I go outside of what I'm supposed to be doing.

So one day I was waiting for my father to pick me up in front of a church, and while I was waiting on this quiet Tuesday morning, I started thinking about my failures as a student and my failures in my studying and was really just in a slump.

I was taken by these odd looking shrubs placed near the front door of the church. The leaves were tiny and blade-like, and they were grouped in little clusters all over very thin long-ish branches. How fascinating the design, I thought to myself as I started to feel the little prickly leaves, turning them over in my hand, observing the little creases on each leaf. I looked a little deeper and noticed that there were brown little clusters of leaves hidden near the base of the shrub hidden from plain sight. I felt sad seeing this otherwise healthy looking tree conceal such a dismal little sight as that. I reckon that particular little branch never had a chance of growing to their full splendor.
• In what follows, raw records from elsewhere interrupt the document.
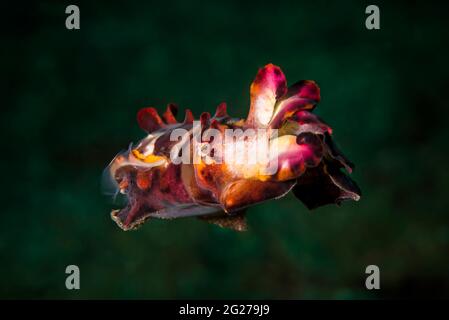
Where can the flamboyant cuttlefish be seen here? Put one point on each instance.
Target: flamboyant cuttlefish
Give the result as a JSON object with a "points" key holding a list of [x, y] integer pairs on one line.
{"points": [[297, 151]]}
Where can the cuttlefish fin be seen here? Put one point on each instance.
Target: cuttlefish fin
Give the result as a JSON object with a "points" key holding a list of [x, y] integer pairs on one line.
{"points": [[236, 221]]}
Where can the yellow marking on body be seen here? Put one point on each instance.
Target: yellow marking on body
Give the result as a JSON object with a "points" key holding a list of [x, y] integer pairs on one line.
{"points": [[151, 158]]}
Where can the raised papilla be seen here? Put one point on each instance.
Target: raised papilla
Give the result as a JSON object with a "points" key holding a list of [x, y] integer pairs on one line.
{"points": [[307, 161]]}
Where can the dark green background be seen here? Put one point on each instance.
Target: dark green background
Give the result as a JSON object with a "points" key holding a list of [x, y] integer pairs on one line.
{"points": [[70, 99]]}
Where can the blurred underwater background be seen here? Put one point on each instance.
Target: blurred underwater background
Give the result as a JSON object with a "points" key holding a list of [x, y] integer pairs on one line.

I started thinking to myself about those leaves… And I started to wonder: who was to blame for their not being able to simply bask in the sun? It was a silly question, but in my defense I was young. I blamed the other leaves at first, since they took up all the sunlight and never gave those poor clusters a chance to grow, but I realized that these leaves had no say in the matter. They just did what they did best. They needed sunlight too, and they had what was needed to get it, so natural selection did what it did and now everyone who was lucky to have wider leaves is now on top, and whoever was at the bottom was out of luck, I guess. And yet it still seemed so cruel to me that life was as thus. Unfairness is a natural part of existence and is used daily by those living to continue living while leaving others to die, perhaps without even realizing it. What makes humans different is the need to make things fair, to rebel, perhaps not in actuality but definitely psychologically, against evolution by letting those who would normally die live.

These weren't great thoughts by any means, nor were they original thoughts, or even coherent thoughts, as I was only 15 at the time, but I was out of my slump and I got motivated to learn more about humanity and nature.

Or, if what I said wasn't anything interesting, here's a similar experience by Richard Feynman, a man much more interesting than I:

http://www.telegraph.co.uk/culture/10036024/Richard-Feynman-...

The relevant part is here, although the entire article is worth a read:

    Physics had slipped down his list of priorities, but he suddenly rediscovered his love for the subject in a most unexpected way. In the canteen at Cornell one lunchtime he became distracted by a student, who had thrown a plate into the air. As it clattered onto the floor Feynman observed that the plate rotated faster than it wobbled. It made him wonder what the relationship was between these two motions.

Sometimes you go outside and do something you've never done before, or just be in a different context, and you'll find yourself in a situation where your interest in rekindled by a seemingly unrelated event that turns out to be very related. Being bored I guess is the wanting to be derailed from your situation, so the solution is to let yourself be derailed and you'll find yourself naturally coming back.